Y lo hizo, haciendo preguntas por el camino. Lo único nuevo que tenía que decirle era que la sensación era a veces peor al final de la tarde y por la noche. «Hmm», dijo, sin dar más detalles. Concluyó su examen con una única e inquietante frase -sospecho que informada por su inglés de segunda lengua-: «No sé qué te pasa». (Mi mujer lo ha dicho muchas veces.)
Volvimos a la mesa del médico, y las imágenes de la ecografía habían llegado a su ordenador. Revisamos los PDFs. Uno de ellos mostraba algunos píxeles rojos brillantes contra las exploraciones en blanco y negro. Me miró fijamente.
«Esto lo deja claro», dijo. «Tienes algo llamado varicocele. Es una vena varicosa en la base del testículo. Es bastante, bastante común. Es -¿cómo se dice? – incómodo pero inofensivo».
Me quedé boquiabierto. «Entonces, ¿definitivamente no tengo cáncer testicular?» pregunté. Se rió -un poco conmigo, un poco de mí.
«No», dijo, señalando de nuevo la imagen de la ecografía en su pantalla. «No tienes ningún tipo de cáncer.
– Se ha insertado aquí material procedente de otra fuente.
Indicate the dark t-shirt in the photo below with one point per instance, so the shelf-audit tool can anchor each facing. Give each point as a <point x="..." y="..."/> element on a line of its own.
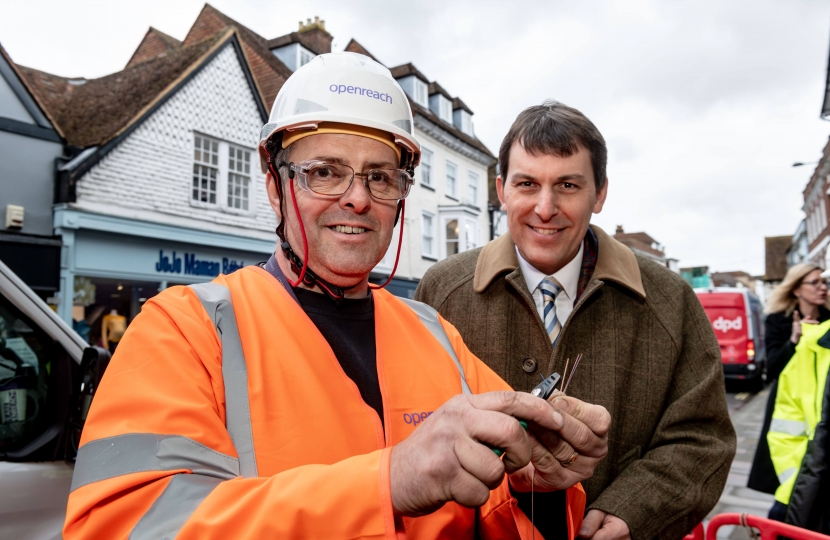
<point x="349" y="327"/>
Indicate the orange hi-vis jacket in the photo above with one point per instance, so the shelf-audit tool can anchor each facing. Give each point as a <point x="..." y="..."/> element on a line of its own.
<point x="225" y="414"/>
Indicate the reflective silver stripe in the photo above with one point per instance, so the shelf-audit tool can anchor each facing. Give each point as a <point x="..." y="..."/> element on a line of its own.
<point x="786" y="475"/>
<point x="136" y="452"/>
<point x="171" y="510"/>
<point x="790" y="427"/>
<point x="216" y="299"/>
<point x="429" y="318"/>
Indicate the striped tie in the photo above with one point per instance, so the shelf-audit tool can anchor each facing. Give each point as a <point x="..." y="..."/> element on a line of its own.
<point x="550" y="288"/>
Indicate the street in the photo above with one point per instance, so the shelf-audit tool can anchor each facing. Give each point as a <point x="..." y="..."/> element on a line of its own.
<point x="747" y="412"/>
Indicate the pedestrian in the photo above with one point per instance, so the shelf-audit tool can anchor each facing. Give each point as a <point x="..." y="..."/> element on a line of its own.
<point x="801" y="298"/>
<point x="291" y="400"/>
<point x="554" y="287"/>
<point x="798" y="436"/>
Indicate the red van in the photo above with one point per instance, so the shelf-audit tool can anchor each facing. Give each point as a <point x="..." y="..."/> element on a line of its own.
<point x="736" y="317"/>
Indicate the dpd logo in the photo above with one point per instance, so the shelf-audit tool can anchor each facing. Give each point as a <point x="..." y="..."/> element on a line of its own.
<point x="725" y="325"/>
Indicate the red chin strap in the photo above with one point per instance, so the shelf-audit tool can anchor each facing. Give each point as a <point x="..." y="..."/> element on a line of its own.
<point x="302" y="231"/>
<point x="305" y="243"/>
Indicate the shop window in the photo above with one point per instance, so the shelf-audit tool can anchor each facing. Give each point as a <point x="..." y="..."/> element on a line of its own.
<point x="205" y="169"/>
<point x="239" y="177"/>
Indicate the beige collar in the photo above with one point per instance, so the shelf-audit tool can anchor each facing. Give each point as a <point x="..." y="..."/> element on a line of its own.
<point x="615" y="262"/>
Está claro lo que es. Además, nadie mayor de 25 años suele tener eso. Excepto Lance Armstrong. Y eso fue por los esteroides». Los dos nos reímos, esta vez juntos. (Nota del editor: Armstrong en realidad fue diagnosticado a los 25 años, en 1996.)
Salí a la calle, donde me esperaba mi mujer. Ella pudo ver la emoción en mi cara cuando salí, pero no estaba segura de lo que significaba. Se puso colorada. No quería perderla en medio de la sala de espera del Mostrador №5, así que nos dirigimos a una zona más apartada del hospital.
«Estoy bien», le dije, y empecé a llorar. Como sospechaba, había cruzado una frontera. Pero era una frontera suave que me llevaba a una nueva y acogedora tierra de salud continua, y estaba justo donde quería estar.